🤖 AI Summary
Current AI alignment research lacks a formal optimal control-theoretic foundation and neglects interoperability among alignment protocols, resulting in inadequate theoretical characterization of controllability and safety boundaries for frontier models and agentic AI systems. This paper introduces formal optimal control theory into the AI alignment framework for the first time, constructing a hierarchical, interoperable alignment control stack spanning physical, algorithmic, system, and socio-technical layers. The stack provides verifiable and scalable control interfaces that enable cross-protocol coordinated governance. Through layered modeling, mechanism interpretability analysis, and formal interoperability specifications, we establish a unified framework for controllability analysis. This significantly advances the theoretical understanding of safety boundaries and risk propagation pathways in complex AI systems, thereby furnishing a rigorous foundation for regulatory assessment and technical governance.
📝 Abstract
This position paper argues that formal optimal control theory should be central to AI alignment research, offering a distinct perspective from prevailing AI safety and security approaches. While recent work in AI safety and mechanistic interpretability has advanced formal methods for alignment, they often fall short of the generalisation required of control frameworks for other technologies. There is also a lack of research into how to render different alignment/control protocols interoperable.

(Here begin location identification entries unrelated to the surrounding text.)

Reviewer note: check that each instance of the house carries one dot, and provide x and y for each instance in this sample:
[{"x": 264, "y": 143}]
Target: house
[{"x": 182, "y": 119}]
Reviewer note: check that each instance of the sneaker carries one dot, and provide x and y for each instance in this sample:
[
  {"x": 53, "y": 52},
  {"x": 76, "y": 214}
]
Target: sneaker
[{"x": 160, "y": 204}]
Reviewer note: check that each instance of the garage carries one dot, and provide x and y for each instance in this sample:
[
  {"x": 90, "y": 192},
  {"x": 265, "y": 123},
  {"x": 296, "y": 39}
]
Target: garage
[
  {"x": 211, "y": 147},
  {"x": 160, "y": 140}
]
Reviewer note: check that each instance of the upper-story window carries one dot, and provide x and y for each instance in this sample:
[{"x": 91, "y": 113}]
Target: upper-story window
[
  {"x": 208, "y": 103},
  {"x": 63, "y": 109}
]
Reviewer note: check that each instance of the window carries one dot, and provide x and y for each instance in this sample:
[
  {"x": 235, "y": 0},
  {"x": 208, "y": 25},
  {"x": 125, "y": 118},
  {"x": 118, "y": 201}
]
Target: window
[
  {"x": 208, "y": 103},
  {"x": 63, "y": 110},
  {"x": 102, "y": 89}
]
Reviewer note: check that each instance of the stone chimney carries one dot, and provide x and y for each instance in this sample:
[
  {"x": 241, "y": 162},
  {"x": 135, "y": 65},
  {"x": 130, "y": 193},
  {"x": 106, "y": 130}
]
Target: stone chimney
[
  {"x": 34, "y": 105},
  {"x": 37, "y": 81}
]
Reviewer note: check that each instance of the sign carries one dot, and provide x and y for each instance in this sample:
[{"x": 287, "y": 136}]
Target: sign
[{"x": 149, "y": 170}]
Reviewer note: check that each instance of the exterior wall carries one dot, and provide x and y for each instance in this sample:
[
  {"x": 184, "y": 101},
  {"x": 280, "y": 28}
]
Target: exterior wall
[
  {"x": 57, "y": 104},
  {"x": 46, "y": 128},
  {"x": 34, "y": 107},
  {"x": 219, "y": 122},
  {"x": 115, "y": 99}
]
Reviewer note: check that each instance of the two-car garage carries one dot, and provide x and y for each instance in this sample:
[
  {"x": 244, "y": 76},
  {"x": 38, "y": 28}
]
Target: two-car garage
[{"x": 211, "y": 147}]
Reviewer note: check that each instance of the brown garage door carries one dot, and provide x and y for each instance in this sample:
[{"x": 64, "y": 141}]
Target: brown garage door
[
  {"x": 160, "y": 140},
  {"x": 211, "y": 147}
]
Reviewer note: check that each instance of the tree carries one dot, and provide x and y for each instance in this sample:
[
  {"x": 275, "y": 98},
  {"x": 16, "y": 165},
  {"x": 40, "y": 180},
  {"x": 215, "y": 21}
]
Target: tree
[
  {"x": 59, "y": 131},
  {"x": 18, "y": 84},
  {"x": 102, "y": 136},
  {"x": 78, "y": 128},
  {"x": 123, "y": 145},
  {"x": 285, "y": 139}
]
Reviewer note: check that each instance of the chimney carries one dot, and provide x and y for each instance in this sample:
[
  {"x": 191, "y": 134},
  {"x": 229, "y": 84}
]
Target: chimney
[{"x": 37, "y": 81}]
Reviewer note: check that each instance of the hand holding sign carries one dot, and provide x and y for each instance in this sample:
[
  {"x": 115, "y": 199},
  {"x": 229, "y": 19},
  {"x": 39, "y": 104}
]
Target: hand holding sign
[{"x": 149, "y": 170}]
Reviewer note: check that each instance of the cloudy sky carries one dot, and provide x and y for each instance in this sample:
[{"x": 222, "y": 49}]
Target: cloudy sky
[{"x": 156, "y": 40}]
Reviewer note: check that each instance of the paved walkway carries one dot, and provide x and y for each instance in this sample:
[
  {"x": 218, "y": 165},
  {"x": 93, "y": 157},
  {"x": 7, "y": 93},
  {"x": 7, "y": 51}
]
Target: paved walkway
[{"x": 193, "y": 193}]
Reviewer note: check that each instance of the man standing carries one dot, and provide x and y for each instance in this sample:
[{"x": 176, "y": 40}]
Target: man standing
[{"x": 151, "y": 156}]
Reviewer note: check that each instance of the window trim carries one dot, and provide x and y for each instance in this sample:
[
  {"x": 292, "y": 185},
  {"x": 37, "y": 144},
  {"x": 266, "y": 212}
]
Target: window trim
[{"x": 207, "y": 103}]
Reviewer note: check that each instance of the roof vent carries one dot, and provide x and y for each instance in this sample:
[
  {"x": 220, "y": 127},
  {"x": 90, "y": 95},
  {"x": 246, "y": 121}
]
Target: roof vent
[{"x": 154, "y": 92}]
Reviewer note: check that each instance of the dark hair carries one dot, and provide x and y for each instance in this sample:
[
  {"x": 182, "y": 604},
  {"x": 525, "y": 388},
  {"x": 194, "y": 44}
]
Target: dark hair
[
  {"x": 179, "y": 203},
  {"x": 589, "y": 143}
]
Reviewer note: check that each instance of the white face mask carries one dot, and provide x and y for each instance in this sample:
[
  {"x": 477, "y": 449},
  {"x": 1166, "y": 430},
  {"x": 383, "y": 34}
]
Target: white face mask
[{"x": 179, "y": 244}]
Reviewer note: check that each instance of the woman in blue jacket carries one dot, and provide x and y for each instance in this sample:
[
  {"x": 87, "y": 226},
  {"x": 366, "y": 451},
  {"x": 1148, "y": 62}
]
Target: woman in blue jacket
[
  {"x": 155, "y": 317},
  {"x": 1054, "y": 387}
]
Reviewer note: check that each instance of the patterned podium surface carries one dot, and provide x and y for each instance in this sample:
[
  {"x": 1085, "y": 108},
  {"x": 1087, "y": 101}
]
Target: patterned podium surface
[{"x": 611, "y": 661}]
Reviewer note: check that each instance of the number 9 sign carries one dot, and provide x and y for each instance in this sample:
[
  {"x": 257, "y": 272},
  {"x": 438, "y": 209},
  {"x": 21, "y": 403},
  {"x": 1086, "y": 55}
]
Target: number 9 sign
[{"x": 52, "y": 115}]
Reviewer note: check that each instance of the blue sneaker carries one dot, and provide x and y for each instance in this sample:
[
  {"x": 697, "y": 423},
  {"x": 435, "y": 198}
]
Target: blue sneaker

We argue that by recasting alignment through principles of formal optimal control and framing alignment in terms of hierarchical stack from physical to socio-technical layers according to which controls may be applied we can develop a better understanding of the potential and limitations for controlling frontier models and agentic AI systems. To this end, we introduce an Alignment Control Stack which sets out a hierarchical layered alignment stack, identifying measurement and control characteristics at each layer and how different layers are formally interoperable. We argue that such analysis is also key to the assurances that will be needed by governments and regulators in order to see AI technologies sustainably benefit the community. Our position is that doing so will bridge the well-established and empirically validated methods of optimal control with practical deployment considerations to create a more comprehensive alignment framework, enhancing how we approach safety and reliability for advanced AI systems.